Conserved methionine dictates substrate preference in Nramp-family divalent metal transporters

Aaron T. Bozzi; Lukas B. Bane; Wilhelm A. Weihofen; Anne L. McCabe; Abhishek Singharoy; Christophe J. Chipot; Klaus Schulten; Rachelle Gaudet

doi:10.1073/pnas.1607734113

Conserved methionine dictates substrate preference in Nramp-family divalent metal transporters

Aaron T. Bozzi, Lukas B. Bane, Wilhelm A. Weihofen, Anne L. McCabe, Abhishek Singharoy, Christophe J. Chipot, Klaus Schulten, Rachelle Gaudet

Research output: Contribution to journal › Article › peer-review

62 Scopus citations

Abstract

Natural resistance-associated macrophage protein (Nramp) family transporters catalyze uptake of essential divalent transition metals like iron and manganese. To discriminate against abundant competitors, the Nramp metal-binding site should favor softer transition metals, which interact either covalently or ionically with coordinating molecules, over hard calcium and magnesium, which interact mainly ionically. The metal-binding site contains an unusual, but conserved, methionine, and its sulfur coordinates transition metal substrates, suggesting a vital role in their transport. Using a bacterial Nramp model system, we show that, surprisingly, this conserved methionine is dispensable for transport of the physiological manganese substrate and similar divalents iron and cobalt, with several small amino acid replacements still enabling robust uptake.
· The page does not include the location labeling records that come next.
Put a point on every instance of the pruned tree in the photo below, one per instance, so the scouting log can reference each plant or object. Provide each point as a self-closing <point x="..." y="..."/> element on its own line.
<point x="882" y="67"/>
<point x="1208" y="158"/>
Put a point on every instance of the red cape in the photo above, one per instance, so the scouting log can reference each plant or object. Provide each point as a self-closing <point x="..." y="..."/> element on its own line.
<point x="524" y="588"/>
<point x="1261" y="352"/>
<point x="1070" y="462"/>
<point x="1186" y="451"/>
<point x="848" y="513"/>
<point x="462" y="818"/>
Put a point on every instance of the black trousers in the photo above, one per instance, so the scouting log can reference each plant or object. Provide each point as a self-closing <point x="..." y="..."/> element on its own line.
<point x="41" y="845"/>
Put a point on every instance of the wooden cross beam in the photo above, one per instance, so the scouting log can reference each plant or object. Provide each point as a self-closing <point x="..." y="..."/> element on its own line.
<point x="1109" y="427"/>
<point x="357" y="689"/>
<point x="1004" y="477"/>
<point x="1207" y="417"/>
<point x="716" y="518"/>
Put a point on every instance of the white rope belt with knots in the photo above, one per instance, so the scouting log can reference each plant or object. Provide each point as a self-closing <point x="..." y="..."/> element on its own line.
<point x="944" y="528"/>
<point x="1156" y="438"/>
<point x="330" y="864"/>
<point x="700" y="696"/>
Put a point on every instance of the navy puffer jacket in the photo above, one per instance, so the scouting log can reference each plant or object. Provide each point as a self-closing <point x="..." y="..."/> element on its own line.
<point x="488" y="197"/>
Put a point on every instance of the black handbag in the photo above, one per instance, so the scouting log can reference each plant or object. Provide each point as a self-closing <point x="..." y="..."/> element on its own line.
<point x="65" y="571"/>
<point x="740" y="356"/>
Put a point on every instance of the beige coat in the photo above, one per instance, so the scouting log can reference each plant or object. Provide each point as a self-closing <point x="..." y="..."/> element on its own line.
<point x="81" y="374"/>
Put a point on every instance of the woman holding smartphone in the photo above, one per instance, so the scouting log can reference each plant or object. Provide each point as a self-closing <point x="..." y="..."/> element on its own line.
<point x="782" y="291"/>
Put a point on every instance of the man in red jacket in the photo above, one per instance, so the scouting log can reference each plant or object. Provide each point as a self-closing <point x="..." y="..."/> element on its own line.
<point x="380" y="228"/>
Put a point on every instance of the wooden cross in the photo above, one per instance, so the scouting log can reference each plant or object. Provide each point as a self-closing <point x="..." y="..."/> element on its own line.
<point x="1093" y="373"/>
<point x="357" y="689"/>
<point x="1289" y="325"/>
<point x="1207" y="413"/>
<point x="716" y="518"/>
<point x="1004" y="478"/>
Moreover, the methionine sulfur's presence makes the toxic metal cadmium a preferred substrate. However, a methionine-to-alanine substitution enables transport of calcium and magnesium. Thus, the putative evolutionary pressure to maintain the Nramp metal-binding methionine likely exists because it-more effectively than any other amino acid-increases selectivity for low-abundance transition metal transport in the presence of high-abundance divalents like calcium and magnesium.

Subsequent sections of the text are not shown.